Even the name is new: Barangaroo is the name given to the partner of one of the most respected Eora elders encountered by the first settlers to Sydney cove in 1788; she came from Manly and was not associated with the area.
While the community have fought against eviction notices, the architectural community decried the urban design and the historians have criticised the lack of respect to the industrial archeology of the site.
In many respects, this is an experience familiar in many port-based cities subjected to gentrification. Its just that the residents in this area have been lucky enough to hold on for this long. As it is, we have tragic stories of people in their eighties with five generations of family having grown up here, now being forced out.
Turning to the site-specific response to this environment, Arrivals and Departures embedded the arrival of Barangaroo headland within a dynamic history of arrivals and departures at the site: of comings and goings, of embracing new futures, of letting go.
Rather than a standardised historical timeline of events clipped together like mangets, the installation re-instated a geography of multiple time/spaces, using the device of the shipping container as ‘storyboxes’. We worked closely with local residents past and present to build a new cross-institutional archive of arrivals and departures.
Each story box incorporated photographic, filmic, documentary and other sources to create emotive spaces for connection with these time spaces.
From children, to workers, to life at sea, to moments of letter writing, to reflective conversation.
Each of these represented approaches to the navigation and experience of memory – like a kind of memory palace, perhaps.
Using filmic resources, we emphased the way geographies of time-spaces adhere to notions of rhythmic movement and process, which are always, in their spatial constitutions, multiple and heterogeneous (May and Thrift: 3).
MUA collections, Sydney Harbour Foreshore, SLNSW, etc
Many of the institutions are in fact actively at war with each other.
Drawing from the work of Thrift and others, the practice-based response to this site incorporated non-representational geographies of temporality to promote “relational rather than representational understandings.
We interrogated this as an emotional landscape.
How has the experience of loss and departure shaped the historical resonances of the site?
At that moment of departure, how did you feel? How long could you see my face, distinctively, before it became one of a sea of faces, waving arms, tiny men? Did you stay to watch the outlines of the ship as it departed the harbour? How long did you linger there, after it was gone? Did you rush home, to get on with life and laundry, or stay awhile, to drift within a space you imagined might still hold my breath within it? Would you long for me daily, or, with strict rationing, think of me only long enough ‘til the first tear was plucked from your eyes?

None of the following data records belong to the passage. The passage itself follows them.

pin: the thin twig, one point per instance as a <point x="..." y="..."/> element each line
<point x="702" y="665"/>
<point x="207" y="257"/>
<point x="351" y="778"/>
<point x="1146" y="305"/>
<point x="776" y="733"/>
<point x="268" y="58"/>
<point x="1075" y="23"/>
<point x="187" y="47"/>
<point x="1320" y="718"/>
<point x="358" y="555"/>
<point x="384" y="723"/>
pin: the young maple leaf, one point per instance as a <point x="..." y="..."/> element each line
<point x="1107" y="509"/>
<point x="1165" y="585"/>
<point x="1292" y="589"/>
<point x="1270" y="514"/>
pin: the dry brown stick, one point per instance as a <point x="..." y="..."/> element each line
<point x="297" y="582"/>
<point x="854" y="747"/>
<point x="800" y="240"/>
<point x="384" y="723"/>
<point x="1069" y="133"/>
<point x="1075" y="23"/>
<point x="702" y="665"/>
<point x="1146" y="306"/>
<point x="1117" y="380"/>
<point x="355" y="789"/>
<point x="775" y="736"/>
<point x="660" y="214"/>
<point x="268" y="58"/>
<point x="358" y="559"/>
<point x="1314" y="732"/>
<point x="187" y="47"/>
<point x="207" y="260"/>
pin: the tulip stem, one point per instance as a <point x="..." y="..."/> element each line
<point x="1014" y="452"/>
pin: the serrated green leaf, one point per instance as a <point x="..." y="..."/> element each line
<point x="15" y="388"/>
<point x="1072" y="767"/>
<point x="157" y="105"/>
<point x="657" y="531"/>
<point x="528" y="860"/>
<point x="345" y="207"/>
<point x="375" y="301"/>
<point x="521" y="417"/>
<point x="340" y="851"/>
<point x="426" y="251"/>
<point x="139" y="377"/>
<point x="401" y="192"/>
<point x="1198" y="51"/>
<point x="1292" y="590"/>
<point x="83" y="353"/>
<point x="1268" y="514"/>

How might those returning to this site after a long absence respond? I
We interviewed many people for the project, a number of whom returned with great emotion to see their moments of arrival recognised as part of the site’s living history.
In one container we offered a space for letter writing using vintage typewriting, responding to the arts of letter writing – letters tether distant souls
Listening stations accompanied each storybox, offering different personal narratives, poetry, reflections and conversations about the site.
One story shared by a former resident told of a woman who would sing goodbye to the soldiers departing the war by singing ‘Now is the Hour’ a maori farewell song. We played this song throughout the cavernous space of the Cutaway.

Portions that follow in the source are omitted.